Janani K. of India Today rated the film 3.5/5 stars and wrote, "Director Rahul Sadasivan's Diés Iraé, starring Pranav Mohanlal and Gibin Gopinath, is an immersive horror thriller that is intelligent and never takes the audience for granted. With top-notch making, 'Dies Irae' is a fitting addition to Rahul Sadasivan's filmography." Sajin Shrijith of The Week rated the film 4.5/5 stars and wrote, "After Bhoothakaalam and Bramayugam, director Rahul Sadasivan outdoes himself with a trippy, one-of-a-kind horror experience that dares to take some unprecedented leaps."

Anandu Suresh of The Indian Express rated the film 4/5 stars and wrote, "One of the major factors that makes Diés Iraé a magnificent horror thriller is that Rahul hasn't tried to 'scare the audience' all the time. Yes, there are a few jump scares and startling moments, but they only help amplify what the director has already set. Instead of shocking viewers, Rahul has made the movie slither under their skin step by step, each move sending a shiver down their spine. Rather than petrifying, he has focused on making the audience writhe, ensuring that the sensation lingers." S. R. Praveen of The Hindu called Diés Iraé "one of the finest horror films in Malayalam." She wrote that the film "crafts a chilling horror experience that transforms everyday moments into sources of dread, further proving his greatness in the genre".

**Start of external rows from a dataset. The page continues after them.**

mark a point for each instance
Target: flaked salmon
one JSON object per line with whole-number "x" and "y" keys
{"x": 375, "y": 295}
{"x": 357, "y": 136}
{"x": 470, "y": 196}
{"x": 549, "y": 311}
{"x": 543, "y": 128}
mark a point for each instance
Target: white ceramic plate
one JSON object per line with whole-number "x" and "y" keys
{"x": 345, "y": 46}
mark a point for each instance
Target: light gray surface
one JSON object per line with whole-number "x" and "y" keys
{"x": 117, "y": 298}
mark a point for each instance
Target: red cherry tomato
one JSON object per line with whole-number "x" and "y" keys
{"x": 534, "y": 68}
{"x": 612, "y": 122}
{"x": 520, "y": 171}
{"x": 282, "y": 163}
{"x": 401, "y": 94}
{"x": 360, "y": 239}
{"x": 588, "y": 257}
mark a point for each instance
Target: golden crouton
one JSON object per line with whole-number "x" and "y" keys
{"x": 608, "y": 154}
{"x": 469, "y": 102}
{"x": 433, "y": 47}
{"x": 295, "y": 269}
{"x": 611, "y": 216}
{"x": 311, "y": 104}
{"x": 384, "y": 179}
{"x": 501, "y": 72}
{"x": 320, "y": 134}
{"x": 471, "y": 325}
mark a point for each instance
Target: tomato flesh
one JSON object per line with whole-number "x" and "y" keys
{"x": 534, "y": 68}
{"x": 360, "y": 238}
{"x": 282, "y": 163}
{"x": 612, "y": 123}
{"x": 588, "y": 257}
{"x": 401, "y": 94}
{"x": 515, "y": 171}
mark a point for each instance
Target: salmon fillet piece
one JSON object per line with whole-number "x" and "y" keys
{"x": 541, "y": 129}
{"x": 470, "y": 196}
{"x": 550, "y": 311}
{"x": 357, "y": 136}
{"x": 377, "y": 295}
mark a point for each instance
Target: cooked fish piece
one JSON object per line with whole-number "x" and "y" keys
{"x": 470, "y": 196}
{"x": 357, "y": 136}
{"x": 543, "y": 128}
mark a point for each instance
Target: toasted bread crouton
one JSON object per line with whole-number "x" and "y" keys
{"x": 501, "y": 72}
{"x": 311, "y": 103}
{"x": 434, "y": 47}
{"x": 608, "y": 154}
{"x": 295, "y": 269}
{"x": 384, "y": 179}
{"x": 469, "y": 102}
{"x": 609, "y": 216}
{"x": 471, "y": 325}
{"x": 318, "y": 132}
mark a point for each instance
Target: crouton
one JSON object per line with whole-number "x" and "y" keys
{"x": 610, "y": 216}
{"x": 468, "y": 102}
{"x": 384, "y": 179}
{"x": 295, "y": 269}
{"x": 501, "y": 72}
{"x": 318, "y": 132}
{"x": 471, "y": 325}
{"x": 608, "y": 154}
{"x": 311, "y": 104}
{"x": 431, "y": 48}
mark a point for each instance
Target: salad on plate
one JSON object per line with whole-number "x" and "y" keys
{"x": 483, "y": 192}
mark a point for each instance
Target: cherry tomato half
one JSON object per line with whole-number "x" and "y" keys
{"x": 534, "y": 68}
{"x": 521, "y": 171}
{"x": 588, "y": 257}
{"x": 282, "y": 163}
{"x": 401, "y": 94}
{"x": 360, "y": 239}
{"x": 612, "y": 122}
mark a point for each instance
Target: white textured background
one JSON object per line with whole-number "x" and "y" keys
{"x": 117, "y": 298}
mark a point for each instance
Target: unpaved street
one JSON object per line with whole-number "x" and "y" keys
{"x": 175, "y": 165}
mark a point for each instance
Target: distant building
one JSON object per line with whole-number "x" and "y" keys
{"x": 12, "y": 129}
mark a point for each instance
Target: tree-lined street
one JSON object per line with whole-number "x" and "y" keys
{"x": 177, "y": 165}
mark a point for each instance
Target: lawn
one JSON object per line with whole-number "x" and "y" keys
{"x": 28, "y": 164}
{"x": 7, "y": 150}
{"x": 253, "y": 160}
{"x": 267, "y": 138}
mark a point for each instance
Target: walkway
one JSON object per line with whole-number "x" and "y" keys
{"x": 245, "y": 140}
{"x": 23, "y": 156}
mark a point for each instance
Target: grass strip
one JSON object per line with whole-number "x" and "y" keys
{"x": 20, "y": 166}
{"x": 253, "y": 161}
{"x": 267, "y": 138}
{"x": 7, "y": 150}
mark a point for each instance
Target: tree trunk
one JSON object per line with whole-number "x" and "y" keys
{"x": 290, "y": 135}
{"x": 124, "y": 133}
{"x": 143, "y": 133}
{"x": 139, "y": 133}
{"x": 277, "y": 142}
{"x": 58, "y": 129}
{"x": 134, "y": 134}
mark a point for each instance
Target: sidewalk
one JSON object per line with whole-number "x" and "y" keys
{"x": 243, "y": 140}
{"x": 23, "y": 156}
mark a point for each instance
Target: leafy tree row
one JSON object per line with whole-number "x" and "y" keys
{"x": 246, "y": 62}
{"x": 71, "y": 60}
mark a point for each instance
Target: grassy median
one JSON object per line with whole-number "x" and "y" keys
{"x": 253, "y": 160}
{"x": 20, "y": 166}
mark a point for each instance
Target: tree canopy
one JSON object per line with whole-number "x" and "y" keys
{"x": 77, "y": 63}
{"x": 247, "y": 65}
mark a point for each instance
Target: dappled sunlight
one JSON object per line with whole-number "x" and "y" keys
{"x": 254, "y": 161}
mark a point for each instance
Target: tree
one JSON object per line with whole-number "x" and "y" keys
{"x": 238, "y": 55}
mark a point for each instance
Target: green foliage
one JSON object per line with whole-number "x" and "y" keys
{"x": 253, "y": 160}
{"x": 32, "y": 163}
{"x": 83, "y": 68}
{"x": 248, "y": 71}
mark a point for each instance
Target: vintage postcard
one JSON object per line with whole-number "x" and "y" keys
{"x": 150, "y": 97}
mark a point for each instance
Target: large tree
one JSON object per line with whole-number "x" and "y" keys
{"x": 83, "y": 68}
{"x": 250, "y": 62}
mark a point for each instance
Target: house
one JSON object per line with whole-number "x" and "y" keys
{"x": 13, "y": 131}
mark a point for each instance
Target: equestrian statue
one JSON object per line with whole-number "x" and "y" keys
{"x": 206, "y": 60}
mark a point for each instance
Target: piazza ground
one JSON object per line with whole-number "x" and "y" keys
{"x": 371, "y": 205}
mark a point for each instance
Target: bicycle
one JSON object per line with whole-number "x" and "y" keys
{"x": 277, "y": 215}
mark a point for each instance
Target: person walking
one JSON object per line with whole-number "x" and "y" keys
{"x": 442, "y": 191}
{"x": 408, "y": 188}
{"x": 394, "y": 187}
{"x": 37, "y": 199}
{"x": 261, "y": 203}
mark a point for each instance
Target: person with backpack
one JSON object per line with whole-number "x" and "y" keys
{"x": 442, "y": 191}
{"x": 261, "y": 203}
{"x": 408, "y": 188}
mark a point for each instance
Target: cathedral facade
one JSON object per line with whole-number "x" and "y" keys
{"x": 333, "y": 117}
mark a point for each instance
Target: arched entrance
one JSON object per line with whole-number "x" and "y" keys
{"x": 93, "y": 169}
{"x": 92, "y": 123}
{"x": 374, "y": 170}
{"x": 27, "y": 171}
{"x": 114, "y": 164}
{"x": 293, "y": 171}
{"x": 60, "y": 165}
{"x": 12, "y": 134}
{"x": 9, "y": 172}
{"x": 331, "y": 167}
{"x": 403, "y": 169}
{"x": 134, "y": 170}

Vishal Menon of The Hollywood Reporter India described the film as the "arrival of a modern master of horror" and wrote, "The horrors of Rahul Sadasivan's work go beyond jump scares and camera tricks, taking you to places in your head you never wanted to go to."

===Box office===
In its 3-day opening weekend, Diés Iraé collected ₹15.38 crore from Kerala and ₹4.31 crore from Rest of India, totalling ₹19.69 crore domestically and further collections came from overseas to approximately ₹39 crore worldwide. By sixth day, the film crossed ₹50 crore from the global box office. In 18 days, Diés Iraé has earned ₹80.1 crore worldwide with an India gross collection of ₹47.1 crore and an overseas total of ₹33 crore, concluding at ₹82 crore.